Corellium creates copies of the Apple iOS and says that it’s all to help white-hat hackers discover security flaws. Instead, according to the tech giant, any information is sold to people who can then exploit those faults.

Corellium, in a posting dated July 4 on its website, said it “respects the intellectual property rights of others and expects its users to do the same.” Officials with the Delray Beach, Florida-based corporate couldn’t instantly be reached for comment on the following suit.

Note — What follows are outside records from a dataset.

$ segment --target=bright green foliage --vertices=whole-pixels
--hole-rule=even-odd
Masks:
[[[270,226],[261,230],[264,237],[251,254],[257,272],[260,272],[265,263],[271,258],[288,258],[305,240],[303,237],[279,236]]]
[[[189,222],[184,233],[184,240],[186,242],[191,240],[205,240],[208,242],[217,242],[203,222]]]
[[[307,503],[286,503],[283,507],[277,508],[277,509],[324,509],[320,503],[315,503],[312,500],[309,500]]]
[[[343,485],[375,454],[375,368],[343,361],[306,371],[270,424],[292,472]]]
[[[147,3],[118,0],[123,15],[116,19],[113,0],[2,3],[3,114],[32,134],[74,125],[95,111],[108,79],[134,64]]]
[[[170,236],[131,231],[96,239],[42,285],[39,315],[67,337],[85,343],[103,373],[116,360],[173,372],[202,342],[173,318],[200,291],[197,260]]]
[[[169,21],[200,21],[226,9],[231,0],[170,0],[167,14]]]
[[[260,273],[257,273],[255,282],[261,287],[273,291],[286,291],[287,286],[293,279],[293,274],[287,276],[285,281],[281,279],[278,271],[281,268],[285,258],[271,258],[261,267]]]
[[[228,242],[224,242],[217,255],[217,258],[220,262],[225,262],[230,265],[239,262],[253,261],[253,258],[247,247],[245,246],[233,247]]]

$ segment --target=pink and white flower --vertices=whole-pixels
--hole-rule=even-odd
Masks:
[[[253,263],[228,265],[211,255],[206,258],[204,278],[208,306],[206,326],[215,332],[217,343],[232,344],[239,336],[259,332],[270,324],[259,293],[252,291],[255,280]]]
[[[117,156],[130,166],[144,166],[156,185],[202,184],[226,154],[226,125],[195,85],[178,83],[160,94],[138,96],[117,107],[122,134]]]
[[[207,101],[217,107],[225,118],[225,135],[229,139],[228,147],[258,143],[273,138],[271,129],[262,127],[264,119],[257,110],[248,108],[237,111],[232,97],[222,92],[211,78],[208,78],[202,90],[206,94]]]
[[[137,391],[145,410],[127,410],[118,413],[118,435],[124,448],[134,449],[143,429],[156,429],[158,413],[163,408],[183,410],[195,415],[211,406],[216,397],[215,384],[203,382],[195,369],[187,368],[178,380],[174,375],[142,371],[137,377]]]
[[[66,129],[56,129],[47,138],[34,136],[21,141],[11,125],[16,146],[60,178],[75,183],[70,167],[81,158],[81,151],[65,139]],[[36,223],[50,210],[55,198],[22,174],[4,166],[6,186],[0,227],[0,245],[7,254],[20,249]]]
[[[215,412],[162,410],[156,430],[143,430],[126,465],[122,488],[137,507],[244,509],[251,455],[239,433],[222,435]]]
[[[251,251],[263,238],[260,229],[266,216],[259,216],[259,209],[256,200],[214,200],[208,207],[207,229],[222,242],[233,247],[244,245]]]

Corellium’s products allow the creation of a virtual Apple device, according to the suit. It copies new versions of Apple works once they are announced, and doesn’t require people to expose vulnerabilities to Apple, the Cupertino, California-based corporate said in the complaint.

“For a million dollars a year, Corellium will even deliver a ‘private’ installation of its product to any buyer,” Apple said. “There is no basis for Corellium to be selling a product that allows the creation of avowedly perfect replicas of Apple’s devices to anyone willing to pay.”

Apple said “enough is enough” when it comes to Corellium advertising its products, including ones that compete with the Apple Developer Program, according to the complaint.

James J

James has been writing about tech since 2009 after spending 25 years in a computer research lab studying and improving the future of computers. He watches Netflix sci-fi with his pet, enjoying spicy snacks.